Jedes Zeichen des Zeit an dem unscheinbaren Ding erzählte eine Geschichte aus längst vergangenen Tagen, die Meisten davon älter als er selbst. Die Erinnerungen vieler Jahrzehnte, vom Schicksal in Metall gegossen.
Eine Flamme, heißt es, brennt in jeder Brust, ein Stück vom ewigen Licht aus Mithras' heiligen Hallen, hoch oben, in Elysium, wo der goldene Morgen endlos währt. Das Geschenk des Sonnengottes an den Menschen, und eine Herausforderung zugleich, denn gemeinsam mit ihm kommt ein göttliches Gebot.
Unbefleckt und ungetrübt soll der Splitter sein, wenn er dereinst dem erleuchteten Herrn zur Prüfung gereicht werde, nur dann steht ihm ein Platz zu im See der Lichter, dem Chorus ungezählter Kerzen im Herzen der Sonne, die ihren Schein über alle Länder werfen.
Der Legionär wagte es, mit zum Schutz verkniffenen Augen in Richtung des dämmernden Horizontes zu spähen, wo das flammende Auge sich behäbig über den Weltenrand erhob. 
Die Vorstellung, dass dort ein alter Freund sich niedergelassen hatte, brachte eigentümliche Gefühle mit sich. Stolz zum einen, dass der Mann, der ihn einst auf den rechten Weg brachte und der stets weise Worte zur Hand hatte, wenn sie von Nöten waren, ja der Mann, der ihm den Anhänger hinterließ, würdig war an der Seite solch erhabener Gestalten sein Lied zu singen.
Trauer darüber, dass er fort war, zum anderen natürlich. Aber vor allem auch Bedauern in dem Wissen, dass sein Weggefährte ihm niemals mehr mit besonnenem Rat zur Seite stehen würde, bis er selbst eines Tages vor Mithras Gericht stehen sollte. Rat, der billig war in jungen Jahren, und nicht immer sehr willkommen, wie es eben ist mit der Jugend, und doch jetzt von unschätzbarem Wert schien.

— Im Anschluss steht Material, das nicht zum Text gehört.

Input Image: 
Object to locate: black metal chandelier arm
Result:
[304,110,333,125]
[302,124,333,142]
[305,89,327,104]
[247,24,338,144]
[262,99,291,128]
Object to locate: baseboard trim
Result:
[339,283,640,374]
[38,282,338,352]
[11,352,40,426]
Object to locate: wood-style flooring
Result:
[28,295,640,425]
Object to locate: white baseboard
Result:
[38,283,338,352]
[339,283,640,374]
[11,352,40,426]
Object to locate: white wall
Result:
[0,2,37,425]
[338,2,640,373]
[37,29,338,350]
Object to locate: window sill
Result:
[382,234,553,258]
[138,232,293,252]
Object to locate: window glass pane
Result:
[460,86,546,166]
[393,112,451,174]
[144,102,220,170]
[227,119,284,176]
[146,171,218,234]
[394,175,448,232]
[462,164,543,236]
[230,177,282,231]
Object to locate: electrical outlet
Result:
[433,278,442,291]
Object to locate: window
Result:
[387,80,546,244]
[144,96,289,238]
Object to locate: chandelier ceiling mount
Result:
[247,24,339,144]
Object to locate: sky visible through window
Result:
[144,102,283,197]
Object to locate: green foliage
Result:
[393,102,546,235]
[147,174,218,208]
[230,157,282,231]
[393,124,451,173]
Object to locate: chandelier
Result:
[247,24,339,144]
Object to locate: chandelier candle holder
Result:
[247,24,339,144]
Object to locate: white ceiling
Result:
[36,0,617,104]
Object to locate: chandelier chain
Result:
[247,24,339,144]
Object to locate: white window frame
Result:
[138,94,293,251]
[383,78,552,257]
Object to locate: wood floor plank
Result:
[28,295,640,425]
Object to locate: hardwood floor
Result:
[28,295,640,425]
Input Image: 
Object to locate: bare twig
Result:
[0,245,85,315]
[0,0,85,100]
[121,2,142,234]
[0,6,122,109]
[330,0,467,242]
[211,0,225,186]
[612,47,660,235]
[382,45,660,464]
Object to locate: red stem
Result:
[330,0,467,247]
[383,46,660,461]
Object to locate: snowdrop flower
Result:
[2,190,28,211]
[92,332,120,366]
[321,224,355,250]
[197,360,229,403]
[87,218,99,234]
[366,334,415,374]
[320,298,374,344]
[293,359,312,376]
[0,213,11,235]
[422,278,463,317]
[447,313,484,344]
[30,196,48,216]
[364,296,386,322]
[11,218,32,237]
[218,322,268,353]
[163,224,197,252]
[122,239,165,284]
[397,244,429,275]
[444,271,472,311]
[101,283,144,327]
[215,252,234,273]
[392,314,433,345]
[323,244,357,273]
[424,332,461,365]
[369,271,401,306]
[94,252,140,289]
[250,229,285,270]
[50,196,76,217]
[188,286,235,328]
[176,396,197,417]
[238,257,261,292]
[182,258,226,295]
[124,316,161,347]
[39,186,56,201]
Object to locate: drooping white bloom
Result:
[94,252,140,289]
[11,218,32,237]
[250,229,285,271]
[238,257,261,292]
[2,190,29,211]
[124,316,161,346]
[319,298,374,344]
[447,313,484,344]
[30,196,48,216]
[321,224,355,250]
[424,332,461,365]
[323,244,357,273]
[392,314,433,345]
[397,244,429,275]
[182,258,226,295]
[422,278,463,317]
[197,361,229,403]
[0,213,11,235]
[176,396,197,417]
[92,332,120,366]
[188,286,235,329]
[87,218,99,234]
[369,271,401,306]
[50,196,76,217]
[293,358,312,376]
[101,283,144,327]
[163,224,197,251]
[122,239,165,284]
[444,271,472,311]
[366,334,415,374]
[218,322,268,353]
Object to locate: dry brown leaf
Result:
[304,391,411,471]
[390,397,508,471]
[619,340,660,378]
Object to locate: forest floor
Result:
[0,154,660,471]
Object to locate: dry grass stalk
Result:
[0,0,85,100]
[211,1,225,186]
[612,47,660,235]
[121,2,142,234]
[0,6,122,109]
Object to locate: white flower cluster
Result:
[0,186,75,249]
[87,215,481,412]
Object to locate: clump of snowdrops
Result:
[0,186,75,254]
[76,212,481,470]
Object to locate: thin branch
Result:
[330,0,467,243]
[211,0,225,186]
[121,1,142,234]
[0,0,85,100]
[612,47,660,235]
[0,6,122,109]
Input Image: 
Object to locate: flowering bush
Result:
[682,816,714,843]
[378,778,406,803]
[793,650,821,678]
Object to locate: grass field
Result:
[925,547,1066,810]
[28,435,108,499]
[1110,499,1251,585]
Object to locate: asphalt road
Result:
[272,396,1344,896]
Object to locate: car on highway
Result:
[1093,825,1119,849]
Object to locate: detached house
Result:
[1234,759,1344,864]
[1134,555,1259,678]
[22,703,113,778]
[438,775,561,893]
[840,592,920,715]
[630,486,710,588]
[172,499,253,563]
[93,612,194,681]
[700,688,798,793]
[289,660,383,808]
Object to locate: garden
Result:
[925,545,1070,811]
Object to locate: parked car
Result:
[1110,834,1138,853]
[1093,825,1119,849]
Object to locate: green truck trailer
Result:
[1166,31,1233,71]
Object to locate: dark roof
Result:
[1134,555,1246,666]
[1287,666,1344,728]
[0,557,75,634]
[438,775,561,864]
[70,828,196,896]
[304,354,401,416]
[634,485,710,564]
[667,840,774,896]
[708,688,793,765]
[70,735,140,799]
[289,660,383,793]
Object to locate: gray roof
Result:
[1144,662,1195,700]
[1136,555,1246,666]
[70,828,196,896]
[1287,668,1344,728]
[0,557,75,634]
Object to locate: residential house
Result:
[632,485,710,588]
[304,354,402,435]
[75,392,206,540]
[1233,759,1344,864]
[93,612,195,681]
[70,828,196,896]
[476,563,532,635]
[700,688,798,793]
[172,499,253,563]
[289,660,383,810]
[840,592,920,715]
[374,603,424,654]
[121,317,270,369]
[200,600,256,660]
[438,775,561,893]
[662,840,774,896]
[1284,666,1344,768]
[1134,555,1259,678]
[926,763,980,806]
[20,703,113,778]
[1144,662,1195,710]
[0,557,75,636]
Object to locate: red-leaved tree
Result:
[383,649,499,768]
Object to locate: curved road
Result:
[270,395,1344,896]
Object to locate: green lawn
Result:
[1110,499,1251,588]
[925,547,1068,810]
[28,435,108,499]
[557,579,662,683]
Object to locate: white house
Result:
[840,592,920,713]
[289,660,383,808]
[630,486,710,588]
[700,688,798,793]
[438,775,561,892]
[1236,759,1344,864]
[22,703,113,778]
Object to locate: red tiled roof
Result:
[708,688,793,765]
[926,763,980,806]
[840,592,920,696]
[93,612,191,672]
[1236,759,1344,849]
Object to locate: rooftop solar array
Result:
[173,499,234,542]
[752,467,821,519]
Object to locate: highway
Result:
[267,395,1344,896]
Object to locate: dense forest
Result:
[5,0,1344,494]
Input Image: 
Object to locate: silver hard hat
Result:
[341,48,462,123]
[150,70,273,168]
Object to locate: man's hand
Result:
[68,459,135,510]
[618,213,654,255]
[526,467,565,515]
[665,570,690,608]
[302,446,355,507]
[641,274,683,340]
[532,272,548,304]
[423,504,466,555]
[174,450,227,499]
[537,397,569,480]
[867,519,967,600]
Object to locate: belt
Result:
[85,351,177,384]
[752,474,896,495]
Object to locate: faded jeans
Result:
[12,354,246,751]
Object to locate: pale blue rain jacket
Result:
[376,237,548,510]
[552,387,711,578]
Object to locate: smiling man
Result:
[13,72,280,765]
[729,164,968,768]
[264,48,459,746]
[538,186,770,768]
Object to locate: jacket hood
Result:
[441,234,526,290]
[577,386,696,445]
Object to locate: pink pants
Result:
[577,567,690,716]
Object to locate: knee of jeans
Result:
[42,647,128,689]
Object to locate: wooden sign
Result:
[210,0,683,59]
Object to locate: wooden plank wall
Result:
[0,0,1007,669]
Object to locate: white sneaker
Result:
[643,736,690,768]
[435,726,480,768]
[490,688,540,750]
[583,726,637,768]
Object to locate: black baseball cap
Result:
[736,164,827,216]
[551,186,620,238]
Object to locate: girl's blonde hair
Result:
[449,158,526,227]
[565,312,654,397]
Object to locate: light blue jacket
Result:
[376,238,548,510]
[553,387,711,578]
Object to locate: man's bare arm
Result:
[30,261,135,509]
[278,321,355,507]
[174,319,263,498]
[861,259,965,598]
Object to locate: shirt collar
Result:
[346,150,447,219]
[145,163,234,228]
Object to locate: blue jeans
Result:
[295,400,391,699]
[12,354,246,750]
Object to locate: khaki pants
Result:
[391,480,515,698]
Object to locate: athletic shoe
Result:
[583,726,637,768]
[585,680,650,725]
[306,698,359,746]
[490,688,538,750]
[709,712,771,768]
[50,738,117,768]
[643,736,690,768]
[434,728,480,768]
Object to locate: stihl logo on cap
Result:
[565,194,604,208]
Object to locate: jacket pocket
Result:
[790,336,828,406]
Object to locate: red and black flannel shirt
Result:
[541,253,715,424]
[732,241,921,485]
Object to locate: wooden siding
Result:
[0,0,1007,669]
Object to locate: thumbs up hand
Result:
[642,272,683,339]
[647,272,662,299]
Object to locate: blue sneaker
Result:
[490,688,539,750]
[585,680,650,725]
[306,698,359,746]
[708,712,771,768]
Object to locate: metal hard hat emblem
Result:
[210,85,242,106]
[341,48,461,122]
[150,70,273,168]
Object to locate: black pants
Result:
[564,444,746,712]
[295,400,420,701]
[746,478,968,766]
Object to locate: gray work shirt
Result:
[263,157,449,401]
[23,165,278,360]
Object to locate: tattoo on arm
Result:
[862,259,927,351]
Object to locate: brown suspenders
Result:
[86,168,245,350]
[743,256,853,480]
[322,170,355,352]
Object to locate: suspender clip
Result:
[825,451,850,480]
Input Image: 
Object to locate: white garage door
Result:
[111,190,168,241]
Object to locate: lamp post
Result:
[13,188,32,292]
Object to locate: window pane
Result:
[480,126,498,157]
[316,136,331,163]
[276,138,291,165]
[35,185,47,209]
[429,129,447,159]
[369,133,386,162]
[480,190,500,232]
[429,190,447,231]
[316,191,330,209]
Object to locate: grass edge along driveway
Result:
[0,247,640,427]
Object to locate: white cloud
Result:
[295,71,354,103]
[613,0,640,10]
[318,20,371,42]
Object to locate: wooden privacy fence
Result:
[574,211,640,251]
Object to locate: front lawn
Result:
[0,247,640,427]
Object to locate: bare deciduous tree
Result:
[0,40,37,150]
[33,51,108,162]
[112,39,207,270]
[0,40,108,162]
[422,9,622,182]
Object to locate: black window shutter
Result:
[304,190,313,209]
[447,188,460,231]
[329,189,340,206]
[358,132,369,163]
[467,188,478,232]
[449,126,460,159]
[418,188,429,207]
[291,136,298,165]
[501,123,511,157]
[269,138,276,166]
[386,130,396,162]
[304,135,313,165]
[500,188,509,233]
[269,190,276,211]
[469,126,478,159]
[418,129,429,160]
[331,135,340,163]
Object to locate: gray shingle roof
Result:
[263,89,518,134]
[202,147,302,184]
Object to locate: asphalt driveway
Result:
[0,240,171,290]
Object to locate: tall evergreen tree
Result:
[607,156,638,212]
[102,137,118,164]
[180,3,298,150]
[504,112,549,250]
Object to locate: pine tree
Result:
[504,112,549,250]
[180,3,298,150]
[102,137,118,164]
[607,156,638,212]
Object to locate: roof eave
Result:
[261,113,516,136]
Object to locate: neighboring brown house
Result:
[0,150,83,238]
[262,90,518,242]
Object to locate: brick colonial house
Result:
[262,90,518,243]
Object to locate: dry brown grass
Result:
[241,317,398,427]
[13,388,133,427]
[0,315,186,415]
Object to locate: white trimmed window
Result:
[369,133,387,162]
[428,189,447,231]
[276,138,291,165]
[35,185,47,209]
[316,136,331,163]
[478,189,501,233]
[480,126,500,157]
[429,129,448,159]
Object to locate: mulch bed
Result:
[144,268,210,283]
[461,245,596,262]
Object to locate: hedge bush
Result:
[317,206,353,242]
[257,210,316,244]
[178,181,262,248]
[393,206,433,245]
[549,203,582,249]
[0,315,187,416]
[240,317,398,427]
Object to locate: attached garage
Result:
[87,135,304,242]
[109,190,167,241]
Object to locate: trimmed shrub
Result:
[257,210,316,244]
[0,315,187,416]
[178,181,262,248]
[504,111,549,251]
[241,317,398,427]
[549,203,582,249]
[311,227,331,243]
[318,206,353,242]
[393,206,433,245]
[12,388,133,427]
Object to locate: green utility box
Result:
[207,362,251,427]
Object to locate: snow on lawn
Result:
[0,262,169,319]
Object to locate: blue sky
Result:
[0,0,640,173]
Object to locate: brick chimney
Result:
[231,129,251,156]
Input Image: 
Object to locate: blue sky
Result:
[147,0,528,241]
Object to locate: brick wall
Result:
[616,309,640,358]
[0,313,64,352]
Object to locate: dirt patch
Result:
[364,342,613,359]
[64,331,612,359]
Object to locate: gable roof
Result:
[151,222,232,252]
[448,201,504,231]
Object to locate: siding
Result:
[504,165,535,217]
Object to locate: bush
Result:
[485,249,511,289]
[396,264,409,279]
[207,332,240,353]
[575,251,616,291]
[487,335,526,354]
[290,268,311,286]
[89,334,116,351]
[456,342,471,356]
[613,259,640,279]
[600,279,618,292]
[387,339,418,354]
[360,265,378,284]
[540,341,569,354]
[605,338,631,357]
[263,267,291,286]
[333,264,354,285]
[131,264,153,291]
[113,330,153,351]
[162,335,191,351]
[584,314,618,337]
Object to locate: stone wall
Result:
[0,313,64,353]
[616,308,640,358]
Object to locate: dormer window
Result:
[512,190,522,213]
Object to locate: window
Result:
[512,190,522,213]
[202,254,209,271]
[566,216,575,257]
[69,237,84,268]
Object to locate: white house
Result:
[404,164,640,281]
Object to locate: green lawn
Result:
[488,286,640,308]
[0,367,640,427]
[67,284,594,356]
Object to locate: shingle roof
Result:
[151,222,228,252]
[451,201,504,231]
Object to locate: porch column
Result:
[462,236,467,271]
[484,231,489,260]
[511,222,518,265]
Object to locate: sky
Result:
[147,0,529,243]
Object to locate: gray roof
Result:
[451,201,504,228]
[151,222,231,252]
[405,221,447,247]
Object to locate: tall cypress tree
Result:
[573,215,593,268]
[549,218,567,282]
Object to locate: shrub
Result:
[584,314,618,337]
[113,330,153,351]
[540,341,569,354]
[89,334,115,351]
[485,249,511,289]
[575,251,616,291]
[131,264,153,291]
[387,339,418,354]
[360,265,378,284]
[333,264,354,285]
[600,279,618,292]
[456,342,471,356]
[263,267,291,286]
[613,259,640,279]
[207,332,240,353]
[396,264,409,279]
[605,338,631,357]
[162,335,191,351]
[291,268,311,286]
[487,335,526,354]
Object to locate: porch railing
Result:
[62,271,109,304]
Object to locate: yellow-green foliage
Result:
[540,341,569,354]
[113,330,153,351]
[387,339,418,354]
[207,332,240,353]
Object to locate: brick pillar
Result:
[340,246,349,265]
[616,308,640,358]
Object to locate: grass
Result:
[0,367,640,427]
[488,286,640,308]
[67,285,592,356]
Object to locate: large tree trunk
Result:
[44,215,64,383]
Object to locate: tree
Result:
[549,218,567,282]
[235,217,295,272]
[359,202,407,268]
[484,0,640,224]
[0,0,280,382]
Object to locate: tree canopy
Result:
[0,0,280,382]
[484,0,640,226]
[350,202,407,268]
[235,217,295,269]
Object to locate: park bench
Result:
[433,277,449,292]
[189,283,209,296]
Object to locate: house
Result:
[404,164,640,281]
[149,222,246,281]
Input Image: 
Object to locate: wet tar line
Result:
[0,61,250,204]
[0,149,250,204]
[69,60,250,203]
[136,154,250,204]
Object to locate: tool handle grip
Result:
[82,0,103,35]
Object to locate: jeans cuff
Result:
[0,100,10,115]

Eine weitere Nacht unter Laubkronen und Gestirnen, fernab des regen Tempels, und eine weitere Gelegenheit in Stille und Einsamkeit von alten Gespenstern heimgesucht zu werden, lag hinter ihm.
Er platzierte die Schale mit kühlem, frischen Wasser, welches der kristallklare Bach nah seines beschaulichen Nachtlagers ihm gespendet hatte, auf einem alten, bemoosten Felsbrocken, der dort verloren zwischen den Bäumen stand. Dann benetzte er erst seine Fingerspitzen, um sich schließlich mit ihnen in einer bedachtsamen, zeremoniellen Geste über die Stirn zu streichen.
Für einen Augenblick, als er in der Spiegelung des Wassers den dichter werdenden Bart sah, erwog er zum Rasiermesser zu greifen, entschied sich aber, wie gestern schon, dagegen und fuhr fort mit dem kleinen Ritus.

“Herr Mithras, Vater aus Elysium.
Dein gleißender Blick erhebt sich über die Welt,
und brennt hinfort die lange Nacht.
Ich bitte dich. Läutere diese Gabe im Glanz deiner Herrlichkeit.
Mit diesem Wasser wasche hinfort meine Klagen, meine Zweifel und Verfehlungen,
und alle frevelhaften Gedanken, die aus Dunkelheit geboren.”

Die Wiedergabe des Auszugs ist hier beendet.